幽霊パッション 第二章 水本爽涼
第七十八回
「ああ…。いやなに、そう云われると、なんか選挙に出馬する前の心境になるなあ」
『ははは…。問題はまだひとつ、あります…』
「なんだ、それは?」
『どこに現れるかです。それと、何をどうするか、です』
「そうだなあ。漠然と出現しても正義の味方には、なれん」
『そうです。退治する社会悪と、その方法を煮詰めてからの出現でなきゃ駄目です』
「その場所もな」
『ええ、少し話を煮詰める期間を設けましょうか?』
「ああ、そうしよう」
二人は石橋を叩いて渡る策を取ることにした。
二人が練った計画策は、まず上山の材料購入から始まった。材料とは、計画表を描くことで具体的に計画を遂行可能とする作戦表のようなものである。その行動による探索者は、もちろん幽霊平林である。上山は、この段階では田丸工業に身を置いているから、社内で気づかれないようにせねばならない。課長、最近、お疲れのようですが、何かあったんですか? などと云われぬよう注意が必要だから、敢(あ)えて実行者を外し、幽霊平林にした訳だ。彼の身には疲れなどないし、だいいち、国外への移動は容易なのだ。だから、上山は文房具と紙などを求める裏方をやる分担を引き受けた。
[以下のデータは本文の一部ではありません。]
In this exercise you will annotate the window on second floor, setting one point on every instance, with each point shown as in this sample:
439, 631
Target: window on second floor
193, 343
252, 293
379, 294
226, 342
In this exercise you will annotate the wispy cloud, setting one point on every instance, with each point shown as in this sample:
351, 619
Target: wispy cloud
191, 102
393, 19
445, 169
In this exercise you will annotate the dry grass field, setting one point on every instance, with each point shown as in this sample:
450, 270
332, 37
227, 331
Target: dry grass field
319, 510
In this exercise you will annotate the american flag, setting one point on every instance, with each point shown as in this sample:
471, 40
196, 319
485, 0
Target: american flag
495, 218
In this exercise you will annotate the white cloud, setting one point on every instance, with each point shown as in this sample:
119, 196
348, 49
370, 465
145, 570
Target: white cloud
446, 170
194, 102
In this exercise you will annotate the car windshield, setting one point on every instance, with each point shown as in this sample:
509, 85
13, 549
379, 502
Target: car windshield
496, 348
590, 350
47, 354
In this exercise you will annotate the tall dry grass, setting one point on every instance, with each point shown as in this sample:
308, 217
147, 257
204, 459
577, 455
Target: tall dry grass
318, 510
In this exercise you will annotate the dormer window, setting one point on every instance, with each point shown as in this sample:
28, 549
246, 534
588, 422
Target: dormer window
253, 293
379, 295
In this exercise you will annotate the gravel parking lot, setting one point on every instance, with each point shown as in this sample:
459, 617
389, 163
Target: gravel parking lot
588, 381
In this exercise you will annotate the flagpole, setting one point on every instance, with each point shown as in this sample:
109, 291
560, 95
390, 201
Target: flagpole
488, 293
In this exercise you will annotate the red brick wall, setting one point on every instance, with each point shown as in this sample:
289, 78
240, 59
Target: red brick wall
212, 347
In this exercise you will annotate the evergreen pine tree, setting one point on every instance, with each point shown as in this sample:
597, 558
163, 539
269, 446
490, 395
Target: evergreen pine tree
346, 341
ノート、ケント紙、鉛筆、ボールペン、マジックなどの筆記具、日々の新聞、世界地図、パソコンなどを上山の書斎に揃え、新聞記事の主だったものをノートにピックアップし始めるのは三日後とした。そうして、纏まったところでケント紙に書き、二人で話を煮詰める手筈(てはず)を整えた。
そして、三日後である。上山の書斎の壁には買ってきたケント紙が画鋲(がびょう)で四隅が止められ、貼られていた。上山は徐(おもむろ)に地図帳を手前へ置き、数日分の重要記事を探し始めた。幽霊平林は上山の右隣り上から覗き込む格好でプカリプカリと浮いて漂っている。